There's a lot of features that can make Super JSON Mode better. Here are some ideas.

  • Qualitative output analysis: We ran performance benchmarks, but we should come up with a more rigorous approach to judging the qualitative outputs of Super JSON Mode.

  • Structured sampling: ideally, we should mask the LLM's logits to enforce type constraints, similar to JSONFormer. There are a few packages out there that already do this, and either those should integrate our parallelized JSON generation pipeline or we should build it out into Super JSON Mode.

  • Dependency graph support: Super JSON Mode has a very obvious failure case: when a key has a dependency on another key. Consider a JSON blob with two keys, thought and response. This sort of desired output is common for chain-of-thought with large language models, and it's very clear that the response is dependent on the thought. We should be able to pass in a graph of dependencies and batch prompts in a way that parent outputs are completed and passed onto child schema items.

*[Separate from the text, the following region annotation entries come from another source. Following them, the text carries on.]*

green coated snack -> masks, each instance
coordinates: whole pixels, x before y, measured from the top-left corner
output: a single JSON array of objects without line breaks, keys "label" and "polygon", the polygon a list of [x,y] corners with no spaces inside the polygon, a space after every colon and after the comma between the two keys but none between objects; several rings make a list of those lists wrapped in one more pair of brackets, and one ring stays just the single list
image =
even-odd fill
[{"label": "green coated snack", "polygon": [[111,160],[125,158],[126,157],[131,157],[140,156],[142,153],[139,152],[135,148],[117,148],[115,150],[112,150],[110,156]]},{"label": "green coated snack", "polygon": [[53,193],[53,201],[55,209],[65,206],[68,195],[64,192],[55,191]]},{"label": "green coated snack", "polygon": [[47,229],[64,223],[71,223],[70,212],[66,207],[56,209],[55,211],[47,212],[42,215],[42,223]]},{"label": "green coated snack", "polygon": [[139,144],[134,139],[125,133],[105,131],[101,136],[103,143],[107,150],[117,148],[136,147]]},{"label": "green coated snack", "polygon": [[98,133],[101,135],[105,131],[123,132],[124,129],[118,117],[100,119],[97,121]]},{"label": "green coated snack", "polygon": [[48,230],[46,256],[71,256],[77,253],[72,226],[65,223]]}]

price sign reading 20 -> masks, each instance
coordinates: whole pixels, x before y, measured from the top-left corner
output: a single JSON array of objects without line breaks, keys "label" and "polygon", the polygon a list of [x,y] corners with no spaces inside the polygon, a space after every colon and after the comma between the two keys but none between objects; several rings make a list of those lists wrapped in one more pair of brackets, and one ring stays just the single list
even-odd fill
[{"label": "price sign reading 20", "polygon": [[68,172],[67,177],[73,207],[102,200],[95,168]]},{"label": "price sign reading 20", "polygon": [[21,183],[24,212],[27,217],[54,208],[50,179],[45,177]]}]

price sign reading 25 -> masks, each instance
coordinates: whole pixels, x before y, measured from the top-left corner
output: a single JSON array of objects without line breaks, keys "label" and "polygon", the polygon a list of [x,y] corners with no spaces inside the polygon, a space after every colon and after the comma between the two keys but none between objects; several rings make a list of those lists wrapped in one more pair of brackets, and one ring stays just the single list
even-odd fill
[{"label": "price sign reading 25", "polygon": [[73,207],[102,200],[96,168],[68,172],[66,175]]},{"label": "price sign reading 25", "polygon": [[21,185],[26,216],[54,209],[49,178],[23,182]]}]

  • Local Model Support: Super JSON Mode works best in local situations where batch size is generally 1. You can exploit batching to reduce latency, similar to speculative decoding. Llama.cpp is the premier framework for local models + cpu inference. I'd love to implement this using Ollama if possible.

  • TRT-LLM support: vLLM is great and easy to use, but ideally we integrate with a much more performant framework like TRT-LLM.

Citation

We appreciate it if you would please cite this repo if you found the library useful for your work:

@misc{ShenoyDerhacobian2024,
  author = {Shenoy, Varun and Derhacobian, Alex},
  title = {Super JSON Mode: A Framework for Accelerated Structured Output Generation},
  year = {2024},
  publisher = {GitHub},
  journal = {GitHub repository},
  howpublished = {\url{https://github.com/varunshenoy/super-json-mode}}
}

This project was built for CS 229: Systems for Machine Learning. Huge thanks to the teaching team and TAs for their guidance throughout this project.